CINE › EN EL TRAMO FINAL, REPUNTO LA COMPETENCIA OFICIAL DEL FESTIVAL DE BERLIN

Historias, mitos, leyendas y misterios

Con Una canción de cuna para el triste misterio, el filipino Lav Diaz da su versión sobre el mito de origen de la revolución que hacia fines del siglo XIX acabó con trescientos años de dominación española. Por su parte, la iraní ¡Llega un dragón! es toda una caja de sorpresas.

 Por Luciano Monteagudo

Desde Berlín

En la historia del cine, hay directores fundacionales, que han contribuido a configurar la identidad nacional de un país, a darle gran parte de su voz y de su imagen: John Ford en Estados Unidos, Jean Renoir en Francia, Theo Angelopoulos en Grecia, Im Kwon Taek en Corea, Leonardo Favio en Argentina. A esta lista, que está lejos de ser exhaustiva, hay que sumar al filipino Lav Diaz (Mindanao, 1958), que vino a elevar el nivel de la competencia oficial de la Berlinale con Una canción de cuna para el triste misterio, un film monumental, de más de ocho horas de duración, sobre el mito de origen de la revolución nacional que hacia fines del siglo XIX acabó con trescientos años de dominación española.

Por cierto, Lav Diaz no es un recién llegado.
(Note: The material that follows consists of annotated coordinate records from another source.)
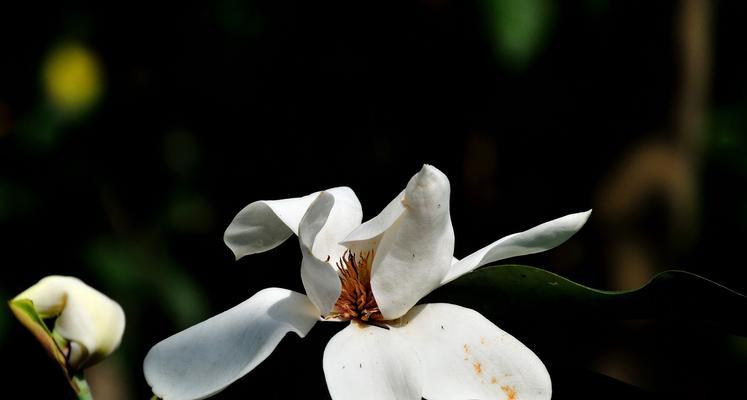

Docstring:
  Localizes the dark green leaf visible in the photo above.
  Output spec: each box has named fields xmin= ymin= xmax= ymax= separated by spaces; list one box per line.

xmin=426 ymin=265 xmax=747 ymax=336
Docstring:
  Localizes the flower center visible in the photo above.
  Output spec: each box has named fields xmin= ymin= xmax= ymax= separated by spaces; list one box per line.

xmin=334 ymin=250 xmax=383 ymax=322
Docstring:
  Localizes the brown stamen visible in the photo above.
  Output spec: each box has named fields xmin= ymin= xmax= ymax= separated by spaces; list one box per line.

xmin=335 ymin=250 xmax=383 ymax=323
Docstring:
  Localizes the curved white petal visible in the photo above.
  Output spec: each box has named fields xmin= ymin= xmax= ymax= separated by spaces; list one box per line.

xmin=298 ymin=192 xmax=342 ymax=314
xmin=311 ymin=187 xmax=363 ymax=263
xmin=143 ymin=288 xmax=319 ymax=400
xmin=371 ymin=165 xmax=454 ymax=319
xmin=392 ymin=304 xmax=552 ymax=400
xmin=442 ymin=210 xmax=591 ymax=284
xmin=323 ymin=322 xmax=423 ymax=400
xmin=223 ymin=187 xmax=362 ymax=259
xmin=341 ymin=190 xmax=406 ymax=253
xmin=13 ymin=275 xmax=125 ymax=369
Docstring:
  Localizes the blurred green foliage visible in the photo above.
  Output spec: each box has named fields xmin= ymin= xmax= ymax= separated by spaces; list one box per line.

xmin=86 ymin=237 xmax=208 ymax=327
xmin=483 ymin=0 xmax=555 ymax=69
xmin=435 ymin=265 xmax=747 ymax=337
xmin=0 ymin=180 xmax=38 ymax=221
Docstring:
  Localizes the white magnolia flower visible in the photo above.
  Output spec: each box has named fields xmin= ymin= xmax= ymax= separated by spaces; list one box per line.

xmin=10 ymin=275 xmax=125 ymax=371
xmin=144 ymin=165 xmax=589 ymax=400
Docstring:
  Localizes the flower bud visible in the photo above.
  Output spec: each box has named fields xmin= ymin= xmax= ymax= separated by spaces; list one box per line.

xmin=10 ymin=275 xmax=125 ymax=371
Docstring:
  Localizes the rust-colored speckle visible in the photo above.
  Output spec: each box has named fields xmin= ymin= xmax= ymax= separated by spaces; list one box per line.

xmin=472 ymin=361 xmax=482 ymax=375
xmin=501 ymin=385 xmax=516 ymax=400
Su cine viene asomando en el circuito de festivales internacionales –Mar del Plata y el Bafici incluidos– desde hace más de una década, con puntos altos en Evolution of a Filipino Family (2004), Melancholia (2008), Norte (2013) y Mula sa kung ano ang noon (Lo que viene antes), que ganó el Leopardo de Oro del Festival de Locarno 2014. La melancólica respiración del cine de Lav Diaz, de sus imperecederos planos secuencia y de las desafiantes duraciones de sus películas, que no suelen bajar de las seis horas (un record que hasta ahora parecía ostentar solamente el húngaro Bela Tarr) tienen siempre un protagonista común: la clase trabajadora filipina. La exigencia de su cine es, por cierto, extraordinaria, pero como señaló alguna vez el crítico austríaco Christoph Huber esa exigencia “se ve recompensada por la experiencia física del tiempo y por un asombroso, singularmente concreto sentido del espacio y las emociones de los personajes”.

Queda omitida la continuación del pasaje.